The second program would be geared to the broader state population.
In response to the draft rule, the states seeking to start a drug importation program suggested changes to the administration's proposal.
"Should the final rule not address these areas of concern, Colorado will struggle to find appropriate partners and realize significant savings for consumers," Kim Bimestefer, executive director of the Colorado Department of Health Care Policy & Financing, told the FDA in March.
Among the state's concerns is that it would be limited to using only one Canadian wholesaler, and without competition the state fears prices might not be as low as officials hoped. Bimestefer also noted that under the draft rule, the federal government would approve the importation program for only two years and states need a longer time frame to get buy-in from wholesalers and other partners.

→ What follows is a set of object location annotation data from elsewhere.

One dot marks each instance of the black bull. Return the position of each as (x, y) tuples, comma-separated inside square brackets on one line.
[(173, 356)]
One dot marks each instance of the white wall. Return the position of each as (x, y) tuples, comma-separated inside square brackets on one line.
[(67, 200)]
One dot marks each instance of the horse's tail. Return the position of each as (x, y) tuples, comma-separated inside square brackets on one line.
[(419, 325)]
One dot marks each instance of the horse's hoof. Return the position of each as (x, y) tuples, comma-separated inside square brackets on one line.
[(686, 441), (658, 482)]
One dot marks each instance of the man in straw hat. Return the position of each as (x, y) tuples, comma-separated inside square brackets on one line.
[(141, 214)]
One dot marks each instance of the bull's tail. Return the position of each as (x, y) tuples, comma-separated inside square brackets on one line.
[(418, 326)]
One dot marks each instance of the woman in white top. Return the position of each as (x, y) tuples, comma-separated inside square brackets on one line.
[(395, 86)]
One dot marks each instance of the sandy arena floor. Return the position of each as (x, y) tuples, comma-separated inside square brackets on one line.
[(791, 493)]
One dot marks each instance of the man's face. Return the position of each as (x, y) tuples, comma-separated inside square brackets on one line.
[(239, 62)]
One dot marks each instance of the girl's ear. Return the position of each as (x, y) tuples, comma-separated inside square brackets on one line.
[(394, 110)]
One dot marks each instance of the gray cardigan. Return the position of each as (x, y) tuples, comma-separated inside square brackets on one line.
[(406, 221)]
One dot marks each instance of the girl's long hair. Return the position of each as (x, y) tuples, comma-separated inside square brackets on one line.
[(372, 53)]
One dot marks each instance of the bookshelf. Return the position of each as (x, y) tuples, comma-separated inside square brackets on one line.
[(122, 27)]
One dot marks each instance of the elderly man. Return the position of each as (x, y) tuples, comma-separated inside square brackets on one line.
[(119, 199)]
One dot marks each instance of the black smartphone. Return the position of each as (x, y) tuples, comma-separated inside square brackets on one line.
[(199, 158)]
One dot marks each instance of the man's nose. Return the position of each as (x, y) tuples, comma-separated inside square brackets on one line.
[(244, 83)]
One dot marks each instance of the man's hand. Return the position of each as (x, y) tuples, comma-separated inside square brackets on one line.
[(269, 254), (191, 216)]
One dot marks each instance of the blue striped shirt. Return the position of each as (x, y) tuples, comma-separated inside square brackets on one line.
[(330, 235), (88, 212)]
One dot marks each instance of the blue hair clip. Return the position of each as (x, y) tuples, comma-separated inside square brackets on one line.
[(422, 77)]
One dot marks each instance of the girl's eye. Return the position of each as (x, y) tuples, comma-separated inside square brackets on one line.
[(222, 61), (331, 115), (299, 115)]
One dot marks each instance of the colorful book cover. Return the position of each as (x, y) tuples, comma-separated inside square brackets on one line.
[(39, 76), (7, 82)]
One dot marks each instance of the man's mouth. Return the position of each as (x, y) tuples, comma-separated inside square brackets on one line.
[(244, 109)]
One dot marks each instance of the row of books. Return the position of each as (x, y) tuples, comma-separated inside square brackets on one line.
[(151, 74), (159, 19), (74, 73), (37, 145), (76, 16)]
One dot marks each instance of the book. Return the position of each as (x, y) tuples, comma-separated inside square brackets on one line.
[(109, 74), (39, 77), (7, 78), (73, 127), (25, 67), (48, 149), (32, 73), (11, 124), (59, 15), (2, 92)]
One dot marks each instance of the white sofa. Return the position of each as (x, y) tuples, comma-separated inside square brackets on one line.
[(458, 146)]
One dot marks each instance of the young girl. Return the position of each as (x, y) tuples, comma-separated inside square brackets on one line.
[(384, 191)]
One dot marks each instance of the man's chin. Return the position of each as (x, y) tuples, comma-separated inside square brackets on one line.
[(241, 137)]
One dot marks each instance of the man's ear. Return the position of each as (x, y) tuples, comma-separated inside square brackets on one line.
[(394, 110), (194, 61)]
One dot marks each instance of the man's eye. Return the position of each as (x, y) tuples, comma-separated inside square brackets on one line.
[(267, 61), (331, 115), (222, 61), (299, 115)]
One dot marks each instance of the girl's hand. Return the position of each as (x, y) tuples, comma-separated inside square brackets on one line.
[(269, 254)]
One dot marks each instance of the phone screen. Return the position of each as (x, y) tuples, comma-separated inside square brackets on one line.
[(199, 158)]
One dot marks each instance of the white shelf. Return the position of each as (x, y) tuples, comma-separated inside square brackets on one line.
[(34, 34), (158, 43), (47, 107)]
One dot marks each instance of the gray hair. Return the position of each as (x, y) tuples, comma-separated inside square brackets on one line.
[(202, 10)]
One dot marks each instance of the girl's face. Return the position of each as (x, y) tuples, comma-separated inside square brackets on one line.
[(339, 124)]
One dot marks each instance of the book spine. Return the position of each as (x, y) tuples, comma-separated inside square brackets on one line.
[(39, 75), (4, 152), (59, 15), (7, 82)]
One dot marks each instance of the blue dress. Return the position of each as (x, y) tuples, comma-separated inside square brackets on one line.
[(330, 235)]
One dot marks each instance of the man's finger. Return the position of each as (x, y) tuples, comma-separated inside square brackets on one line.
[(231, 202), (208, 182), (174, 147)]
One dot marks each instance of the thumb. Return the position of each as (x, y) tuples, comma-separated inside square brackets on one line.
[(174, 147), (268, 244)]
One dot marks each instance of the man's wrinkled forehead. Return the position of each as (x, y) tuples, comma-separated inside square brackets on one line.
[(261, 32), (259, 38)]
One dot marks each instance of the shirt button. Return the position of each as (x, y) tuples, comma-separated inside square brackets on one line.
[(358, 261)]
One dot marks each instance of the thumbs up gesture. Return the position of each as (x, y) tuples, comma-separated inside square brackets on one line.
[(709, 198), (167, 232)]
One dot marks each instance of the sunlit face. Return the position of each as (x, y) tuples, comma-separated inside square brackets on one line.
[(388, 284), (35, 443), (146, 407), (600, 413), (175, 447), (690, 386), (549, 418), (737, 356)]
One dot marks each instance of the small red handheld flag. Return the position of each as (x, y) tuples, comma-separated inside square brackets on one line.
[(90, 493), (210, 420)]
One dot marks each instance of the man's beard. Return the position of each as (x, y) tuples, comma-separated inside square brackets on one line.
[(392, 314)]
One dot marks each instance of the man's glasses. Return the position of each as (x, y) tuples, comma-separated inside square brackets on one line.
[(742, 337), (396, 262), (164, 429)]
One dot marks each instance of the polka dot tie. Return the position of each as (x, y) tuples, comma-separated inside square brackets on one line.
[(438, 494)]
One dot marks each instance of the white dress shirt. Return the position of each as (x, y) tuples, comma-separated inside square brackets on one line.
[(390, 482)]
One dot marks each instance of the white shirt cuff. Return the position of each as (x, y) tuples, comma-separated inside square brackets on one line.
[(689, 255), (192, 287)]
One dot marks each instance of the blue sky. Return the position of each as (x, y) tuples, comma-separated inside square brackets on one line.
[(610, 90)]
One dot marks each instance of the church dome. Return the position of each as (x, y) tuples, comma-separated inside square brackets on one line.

Colorado officials estimate importing drugs from Canada could cut prices by 54% for cancer drugs and 75% for cardiac medicines. The state also noted the diabetes drug Jardiance costs $400 a month in the United States and sells for $85 in Canada.
Several states worry some of the most expensive drugs — including injectable and biologic medicines — were exempt from the federal rule. Those drug classes are not allowed to be imported under the 2000 law.
However, in an executive order in July, Trump said he would allow insulin to be imported if Azar determined it is required for emergency medical care. An HHS spokesman would not say whether Azar has done that.
Jane Horvath, a health policy consultant in College Park, Maryland, said the administration faces several challenges getting an importation program up and running, including possible opposition from the pharmaceutical industry and limits on classes of drugs that can be sold over the border.
"Despite the barriers, the programs are still quite worthwhile to pursue," she said.
Maine's top health official said the administration should work with the Canadian government to address Canada's concerns. HHS officials refused to say whether such discussions have started.
Officials in Vermont, where the program would also include consumers covered by private insurance, remain hopeful.
"Given that we want to reduce the burden of health care costs on residents in our state, then it is important to pursue this option if there is a clear pathway forward," Backus said.